Retirees with $1M+ in liquid assets but limited monthly income
Early retirees (under 59.5) who can’t access retirement accounts
High-net-worth individuals living off investments
Trust fund beneficiaries with assets but no employment
Recent retirees who sold businesses and have proceeds invested
Anyone who can’t qualify conventionally despite strong financial position

When to Choose Asset-Based Financing

✅ You have substantial liquid assets ($1M+)
✅ Your assets far exceed the loan amount (ideally 3-4x coverage)
✅ You have 20-30% down payment ready
✅ Your credit score is 700+
✅ You’re comfortable with 0.25-0.75% rate premium vs. conventional
✅ You want to keep assets invested rather than liquidate for cash purchase

When NOT to Use Asset-Based Mortgages

❌ You can qualify conventionally (conventional rates are better)
❌ Your assets are under $500,000 (won’t meet minimums)
❌ Your assets are mostly in illiquid form (real estate, business equity, restricted stock)
❌ You’re uncomfortable with mortgage payment exceeding conventional income
❌ Your credit score is under 680

The Bottom Line

I paid $258,750 down and borrowed $920,000 at 7.25% using asset-based mortgage—despite having no W-2 income and only $6,800/month in conventional qualifying income.

My alternative options:

  • Wait 9 years for RMDs: Cost $825,600 in rent + lost appreciation
  • Annuitize $1M for income: Lock up assets permanently
  • Pay all cash: Tie up $1.15M in illiquid home

Asset-based mortgage was clearly the best choice.

My advice for retirees and high-net-worth borrowers:

Use Asset-Based Mortgages If:

✅ You have 3-4x loan amount in liquid assets
✅ You can’t qualify conventionally due to low documented income
✅ You want to keep investments liquid and earning returns
✅ You’re comfortable with slight rate premium (0.25-0.75%)

Try Conventional First If:

✅ Your documented income is close to qualifying (DTI under 50%)
✅ You can create additional income streams (RMDs, annuities, etc.)
✅ Waiting 1-2 years would create qualifying income
✅ You have pension or guaranteed income streams

Connect with portfolio lenders who specialize in asset-based mortgages and high-net-worth borrowers.

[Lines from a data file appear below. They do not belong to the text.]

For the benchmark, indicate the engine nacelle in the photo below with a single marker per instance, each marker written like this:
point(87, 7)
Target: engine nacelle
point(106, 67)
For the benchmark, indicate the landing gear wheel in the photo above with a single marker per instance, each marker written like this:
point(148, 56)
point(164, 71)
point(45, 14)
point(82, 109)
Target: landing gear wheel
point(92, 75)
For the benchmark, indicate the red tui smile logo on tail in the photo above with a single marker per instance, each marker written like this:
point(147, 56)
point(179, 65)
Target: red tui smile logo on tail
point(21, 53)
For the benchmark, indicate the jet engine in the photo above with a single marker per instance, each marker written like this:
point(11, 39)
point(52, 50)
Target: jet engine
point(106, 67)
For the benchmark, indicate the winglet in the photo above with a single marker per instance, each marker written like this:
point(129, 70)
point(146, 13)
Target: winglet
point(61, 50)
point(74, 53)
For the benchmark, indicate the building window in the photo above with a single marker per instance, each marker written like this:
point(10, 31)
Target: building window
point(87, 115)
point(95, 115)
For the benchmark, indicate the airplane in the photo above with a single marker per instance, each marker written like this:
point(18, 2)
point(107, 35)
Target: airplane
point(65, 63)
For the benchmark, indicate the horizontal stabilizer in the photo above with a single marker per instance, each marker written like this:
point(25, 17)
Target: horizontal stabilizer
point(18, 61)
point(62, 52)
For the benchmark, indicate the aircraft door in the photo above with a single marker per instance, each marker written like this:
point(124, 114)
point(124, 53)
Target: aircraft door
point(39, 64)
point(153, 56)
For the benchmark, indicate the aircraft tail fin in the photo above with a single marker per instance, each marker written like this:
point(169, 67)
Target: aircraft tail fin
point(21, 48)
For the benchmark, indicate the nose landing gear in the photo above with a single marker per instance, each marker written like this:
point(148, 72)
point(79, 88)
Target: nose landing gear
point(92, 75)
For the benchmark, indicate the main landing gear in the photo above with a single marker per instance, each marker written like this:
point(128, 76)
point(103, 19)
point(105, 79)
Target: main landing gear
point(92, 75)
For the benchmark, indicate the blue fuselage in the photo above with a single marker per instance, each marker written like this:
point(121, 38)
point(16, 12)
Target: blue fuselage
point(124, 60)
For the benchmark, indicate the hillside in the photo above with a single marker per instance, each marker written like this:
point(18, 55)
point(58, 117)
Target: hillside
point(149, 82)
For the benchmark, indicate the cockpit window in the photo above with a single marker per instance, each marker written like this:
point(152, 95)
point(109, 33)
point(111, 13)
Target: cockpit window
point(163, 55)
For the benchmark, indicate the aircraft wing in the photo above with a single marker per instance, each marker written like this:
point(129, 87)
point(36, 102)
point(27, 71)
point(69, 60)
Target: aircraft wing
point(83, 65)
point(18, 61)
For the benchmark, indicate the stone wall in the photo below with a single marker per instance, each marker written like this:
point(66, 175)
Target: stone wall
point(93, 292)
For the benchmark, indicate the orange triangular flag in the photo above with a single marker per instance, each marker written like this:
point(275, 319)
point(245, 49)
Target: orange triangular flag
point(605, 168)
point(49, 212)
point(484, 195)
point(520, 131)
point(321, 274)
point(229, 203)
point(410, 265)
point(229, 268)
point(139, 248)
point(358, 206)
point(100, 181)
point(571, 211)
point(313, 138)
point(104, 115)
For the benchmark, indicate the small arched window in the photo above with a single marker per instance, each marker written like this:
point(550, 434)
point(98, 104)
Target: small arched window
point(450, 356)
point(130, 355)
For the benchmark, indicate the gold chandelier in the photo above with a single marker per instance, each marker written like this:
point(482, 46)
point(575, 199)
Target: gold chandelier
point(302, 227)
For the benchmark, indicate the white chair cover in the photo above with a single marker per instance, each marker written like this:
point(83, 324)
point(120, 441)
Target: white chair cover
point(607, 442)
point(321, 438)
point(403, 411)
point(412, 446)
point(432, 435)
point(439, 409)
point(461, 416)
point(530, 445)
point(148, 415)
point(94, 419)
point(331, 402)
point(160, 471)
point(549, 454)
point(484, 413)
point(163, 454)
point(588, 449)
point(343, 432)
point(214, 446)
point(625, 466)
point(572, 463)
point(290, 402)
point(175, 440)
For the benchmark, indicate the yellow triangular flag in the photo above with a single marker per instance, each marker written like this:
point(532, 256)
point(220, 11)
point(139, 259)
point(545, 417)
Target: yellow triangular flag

Check your credit score to ensure you meet 700+ minimum for asset-based programs.

For retirees with substantial assets but limited “income,” asset-based mortgages unlock homeownership without liquidating investment portfolios or waiting years for income documentation.

I’m 18 months into my Naples home, my portfolio has grown to $3.48M, and I’m paying just 0.25% rate premium for the privilege of keeping my wealth liquid and invested.

That’s a trade-off I’d make again in a heartbeat.